Lo ocurrido ayer en el Congreso evidencia el grado de crispación en el que está inmersa la política española. El grave enfrentamiento, dialéctico y personal, entre el diputado de ERC Gabriel Rufián y el ministro de Asuntos Exteriores, Josep Borrell, se inscribe en la escalada en la que está inmerso el independentismo catalán con el Estado. El motivo del guirigay es ya una anécdota, después de que Rufián se haya convertido en un experto de la provocación más insolente y contumaz para exasperación de la presidenta de la Cámara, Ana Pastor, que lo expulsó del pleno de la Cámara.
Los partidos soberanistas catalanes quieren romper con el Estado, lo que es apoyado de forma entusiasta por Rufián. Su comportamiento ayer es un episodio más, agravado si cabe, contra Borrell, destinatario de sus ataques.
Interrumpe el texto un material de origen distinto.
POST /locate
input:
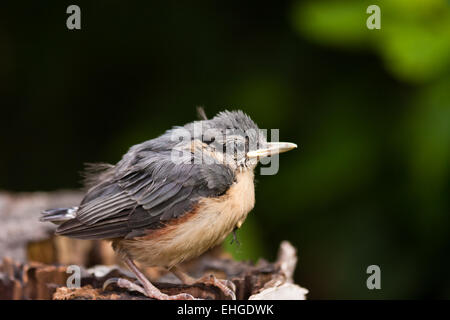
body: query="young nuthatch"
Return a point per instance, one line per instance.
(173, 197)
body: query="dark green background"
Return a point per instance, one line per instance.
(370, 111)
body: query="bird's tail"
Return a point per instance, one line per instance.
(59, 215)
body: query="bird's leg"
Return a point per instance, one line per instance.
(147, 288)
(226, 286)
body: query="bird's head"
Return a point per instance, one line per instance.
(234, 139)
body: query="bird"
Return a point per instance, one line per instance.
(171, 198)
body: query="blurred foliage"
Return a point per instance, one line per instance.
(369, 109)
(415, 39)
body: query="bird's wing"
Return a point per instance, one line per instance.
(142, 199)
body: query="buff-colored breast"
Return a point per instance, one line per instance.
(191, 235)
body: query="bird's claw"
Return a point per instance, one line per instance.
(131, 286)
(226, 286)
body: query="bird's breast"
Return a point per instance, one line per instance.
(206, 226)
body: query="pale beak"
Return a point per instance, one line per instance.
(271, 148)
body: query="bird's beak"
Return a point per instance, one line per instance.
(271, 148)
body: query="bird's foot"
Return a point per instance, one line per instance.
(226, 286)
(149, 291)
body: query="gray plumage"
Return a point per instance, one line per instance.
(147, 188)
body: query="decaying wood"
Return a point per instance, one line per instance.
(35, 262)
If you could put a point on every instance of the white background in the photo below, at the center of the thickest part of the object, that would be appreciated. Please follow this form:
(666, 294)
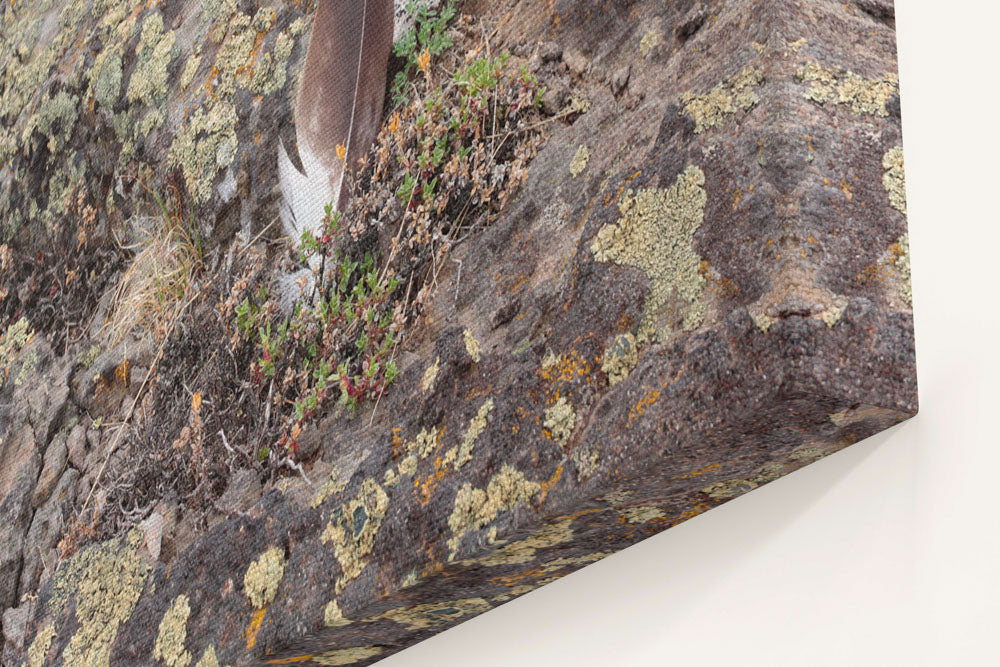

El ministro fue uno de los grandes protagonistas de la manifestación unionista celebrada en Barcelona el 29 de octubre del pasado año. Desde entonces se convirtió en pieza a batir por el independentismo.
Los debates políticos huyen de la confrontación ideológica para entrar en descalificaciones groseras. Lo ocurrido ayer alimenta la desconfianza en la democracia. Así todos salimos perdiendo.